Headed into Amazon.com's (AMZN 2.94%) fourth quarter, there was lots of uncertainty about what the e-commerce and cloud-computing company would report, particularly as it related to the company's profitability. But net income soared as operating income exceeded the high end of the company's guidance range.
Here's a closer look at Amazon's soaring profits and its overall fourth-quarter results.
Amazon.com results: The raw numbers
Metric |
Q4 2016 |
Q4 2015 |
Change (YOY) |
---|---|---|---|
Revenue |
$43.7 billion |
$35.7 billion |
22% |
Operating income |
$1.3 billion |
$1.1 billion |
13% |
Net income |
$749 million |
$482 million |
55% |
EPS |
$1.54 |
$1.00 |
54% |
What happened with Amazon this quarter?
- Revenue increased 22%, a rate that falls in the middle of management's own forecast for fourth-quarter revenue growth between 17% and 27%.
- For its seventh quarter in a row, Amazon was profitable. Net income was $749 million, up 55% form the year-ago quarter.

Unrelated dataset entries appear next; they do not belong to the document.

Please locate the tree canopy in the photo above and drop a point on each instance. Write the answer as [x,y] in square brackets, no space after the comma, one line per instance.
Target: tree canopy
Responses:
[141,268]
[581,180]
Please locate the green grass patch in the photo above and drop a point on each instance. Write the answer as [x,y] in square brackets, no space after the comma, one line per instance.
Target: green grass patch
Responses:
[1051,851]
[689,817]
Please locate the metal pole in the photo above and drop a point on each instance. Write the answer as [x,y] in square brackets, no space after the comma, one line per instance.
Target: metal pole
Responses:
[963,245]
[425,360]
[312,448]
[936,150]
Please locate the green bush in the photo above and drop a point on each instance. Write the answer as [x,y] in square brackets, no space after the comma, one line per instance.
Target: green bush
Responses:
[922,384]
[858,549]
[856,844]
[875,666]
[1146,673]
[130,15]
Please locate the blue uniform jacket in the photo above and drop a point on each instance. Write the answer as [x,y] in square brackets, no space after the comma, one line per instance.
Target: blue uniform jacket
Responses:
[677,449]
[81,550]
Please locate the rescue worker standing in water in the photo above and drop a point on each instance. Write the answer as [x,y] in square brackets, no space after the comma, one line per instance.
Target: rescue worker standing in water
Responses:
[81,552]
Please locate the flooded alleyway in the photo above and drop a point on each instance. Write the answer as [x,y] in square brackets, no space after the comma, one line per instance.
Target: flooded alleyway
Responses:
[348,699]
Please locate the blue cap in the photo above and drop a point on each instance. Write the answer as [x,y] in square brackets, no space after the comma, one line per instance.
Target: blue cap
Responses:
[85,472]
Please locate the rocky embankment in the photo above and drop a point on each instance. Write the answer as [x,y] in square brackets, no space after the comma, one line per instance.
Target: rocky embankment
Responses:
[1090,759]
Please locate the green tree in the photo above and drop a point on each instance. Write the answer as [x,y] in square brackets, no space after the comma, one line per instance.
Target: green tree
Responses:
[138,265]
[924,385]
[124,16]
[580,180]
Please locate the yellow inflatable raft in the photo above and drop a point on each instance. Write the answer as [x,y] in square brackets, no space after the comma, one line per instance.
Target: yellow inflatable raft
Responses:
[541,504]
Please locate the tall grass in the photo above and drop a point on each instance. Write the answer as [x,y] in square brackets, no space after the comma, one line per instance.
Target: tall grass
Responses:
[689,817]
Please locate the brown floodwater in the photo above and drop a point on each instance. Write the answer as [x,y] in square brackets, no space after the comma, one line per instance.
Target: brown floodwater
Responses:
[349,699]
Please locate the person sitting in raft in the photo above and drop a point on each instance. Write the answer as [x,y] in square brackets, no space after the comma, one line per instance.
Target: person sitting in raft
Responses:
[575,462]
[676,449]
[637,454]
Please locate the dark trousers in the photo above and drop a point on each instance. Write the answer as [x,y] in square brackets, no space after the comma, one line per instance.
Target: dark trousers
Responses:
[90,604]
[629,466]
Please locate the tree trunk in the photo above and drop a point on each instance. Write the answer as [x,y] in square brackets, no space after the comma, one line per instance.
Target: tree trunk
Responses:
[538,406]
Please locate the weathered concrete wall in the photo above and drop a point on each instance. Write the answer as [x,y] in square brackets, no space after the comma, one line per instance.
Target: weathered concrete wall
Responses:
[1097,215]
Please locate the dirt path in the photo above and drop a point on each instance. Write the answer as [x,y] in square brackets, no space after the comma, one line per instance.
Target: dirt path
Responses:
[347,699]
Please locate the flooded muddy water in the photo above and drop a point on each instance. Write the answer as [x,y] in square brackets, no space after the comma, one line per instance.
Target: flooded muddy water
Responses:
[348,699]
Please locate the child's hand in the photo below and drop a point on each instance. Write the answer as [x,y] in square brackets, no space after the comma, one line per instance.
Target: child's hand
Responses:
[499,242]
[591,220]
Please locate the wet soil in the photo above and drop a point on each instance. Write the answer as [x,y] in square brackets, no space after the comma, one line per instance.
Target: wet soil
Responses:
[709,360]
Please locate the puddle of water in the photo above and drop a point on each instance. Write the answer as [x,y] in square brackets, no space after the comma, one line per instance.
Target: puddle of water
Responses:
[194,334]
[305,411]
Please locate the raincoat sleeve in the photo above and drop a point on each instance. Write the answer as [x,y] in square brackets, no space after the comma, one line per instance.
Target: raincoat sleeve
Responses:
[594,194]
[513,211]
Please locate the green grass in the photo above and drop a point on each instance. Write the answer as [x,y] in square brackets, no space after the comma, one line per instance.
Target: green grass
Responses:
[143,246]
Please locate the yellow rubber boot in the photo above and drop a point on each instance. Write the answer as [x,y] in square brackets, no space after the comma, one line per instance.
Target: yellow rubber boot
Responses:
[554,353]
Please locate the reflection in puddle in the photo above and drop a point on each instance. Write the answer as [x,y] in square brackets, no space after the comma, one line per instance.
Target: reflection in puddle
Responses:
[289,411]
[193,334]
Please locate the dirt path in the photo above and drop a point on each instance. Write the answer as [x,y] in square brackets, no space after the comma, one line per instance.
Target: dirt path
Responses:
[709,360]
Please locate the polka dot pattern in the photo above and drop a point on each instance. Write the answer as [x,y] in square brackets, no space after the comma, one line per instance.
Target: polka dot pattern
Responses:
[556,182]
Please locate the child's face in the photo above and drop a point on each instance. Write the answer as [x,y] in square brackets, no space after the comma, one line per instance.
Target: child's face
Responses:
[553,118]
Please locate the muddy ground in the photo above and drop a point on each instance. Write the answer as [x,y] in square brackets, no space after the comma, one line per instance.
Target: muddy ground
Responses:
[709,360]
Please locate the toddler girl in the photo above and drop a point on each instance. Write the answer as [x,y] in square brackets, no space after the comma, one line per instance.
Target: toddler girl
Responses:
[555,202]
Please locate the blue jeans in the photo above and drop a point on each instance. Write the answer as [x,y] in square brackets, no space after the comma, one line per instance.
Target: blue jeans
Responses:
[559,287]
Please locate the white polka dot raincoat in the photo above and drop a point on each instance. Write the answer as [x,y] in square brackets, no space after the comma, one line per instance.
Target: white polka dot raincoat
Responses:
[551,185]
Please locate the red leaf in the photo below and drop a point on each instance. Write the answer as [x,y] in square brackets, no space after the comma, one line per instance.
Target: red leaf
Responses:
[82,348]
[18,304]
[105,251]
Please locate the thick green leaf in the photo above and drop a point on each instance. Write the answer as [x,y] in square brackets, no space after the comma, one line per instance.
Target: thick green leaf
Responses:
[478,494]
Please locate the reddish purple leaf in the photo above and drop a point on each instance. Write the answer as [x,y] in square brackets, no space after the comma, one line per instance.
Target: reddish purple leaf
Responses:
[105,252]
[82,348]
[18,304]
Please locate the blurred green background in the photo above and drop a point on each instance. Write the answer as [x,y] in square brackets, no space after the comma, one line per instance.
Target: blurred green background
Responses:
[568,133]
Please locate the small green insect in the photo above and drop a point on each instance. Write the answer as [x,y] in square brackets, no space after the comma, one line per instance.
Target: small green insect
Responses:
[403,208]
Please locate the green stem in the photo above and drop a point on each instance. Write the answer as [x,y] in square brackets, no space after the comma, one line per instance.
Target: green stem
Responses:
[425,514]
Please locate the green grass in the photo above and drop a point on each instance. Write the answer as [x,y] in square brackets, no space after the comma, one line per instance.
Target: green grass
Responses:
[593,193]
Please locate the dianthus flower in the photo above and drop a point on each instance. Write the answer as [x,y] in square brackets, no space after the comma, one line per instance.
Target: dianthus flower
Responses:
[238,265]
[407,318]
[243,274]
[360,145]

- Amazon's operating income was $1.3 billion, easily exceeding the company's forecast for fourth-quarter operating profits to be between $0 to $1.25 billion.
- Amazon's North America e-commerce business saw its operating income rise from $636 million in the year-ago quarter to $816 million in the fourth quarter of 2016.
- But the loss in Amazon's international e-commerce business widened from $108 million in the year-ago quarter to $487 million in the fourth quarter of 2016.
- Amazon's cloud-computing business, Amazon Web Services (AWS), outperformed the company's North America e-commerce business when it comes to profitability. AWS' operating income increased from $580 million in the year-ago quarter to $926 million in the fourth quarter of 2016, accounting for 74% of the company's overall operating income.
What management had to say
Amazon continued to make progress on its flywheel strategy of delivering value for Prime members across a growing suite of membership benefits. Amazon CEO Jeff Bezos explained Prime's success in the company's fourth-quarter earnings press release:
Our Prime team's customer obsession kept them busy in 2016. Prime members can now choose from over 50 million items with free two-day shipping -- up 73% since 2015. Prime Video is now available in more than 200 countries and territories. Prime Now added 18 new cities, which means millions more members now get one and two hour delivery. New benefits were also added to the list, like Prime Reading, Audible Channels for Prime, Twitch Prime and more. And customers noticed -- tens of millions of new paid members joined the program in just this past year.
AWS, which Amazon prides itself on its rate of innovation, released "308 significant new services and features in the fourth quarter, bringing the total number of launches in 2016 to 1,017," management said. This is up from 722 significant new services and features in 2015.
Management continues to expect 2017 to be marked by a big step-up in investments. Amazon CFO Brian Olsavsky discussed these expected investments' impact on the company's first-quarter guidance during Amazon's fourth-quarter earnings call (via a Reuters transcript):
[W]hat you are seeing ... is the continuation of the step-up investment that we saw in the second half of last year. I talked about in prior calls about the fulfillment center step up.
We had 26 warehouses we added last year, 23 of them were in the second half of the year. Digital content, digital video content, end marketing stepped up quite a bit in the second half of the year.
We continue to invest heavily in those two areas. We also have investments in other Prime benefits from Prime Now to Amazon Fresh, and of course we're continuing to invest in Alexa in our Echo devices. And finally I'd point out India which continues to be a rather large investment for us.
For Amazon's first quarter of 2017, management said it expected revenue to be between $33.25 billion and $36.75 billion, up 14% to 23% compared to the first quarter of 2016. This guidance range, management emphasized, "anticipates an unfavorable impact of approximately $730 million or 250 basis points from foreign exchange rates." In anticipation of an aggressive investment year, management expects operating income to be between $250 million and $900 million, down from $1.1 billion in the first quarter of 2016.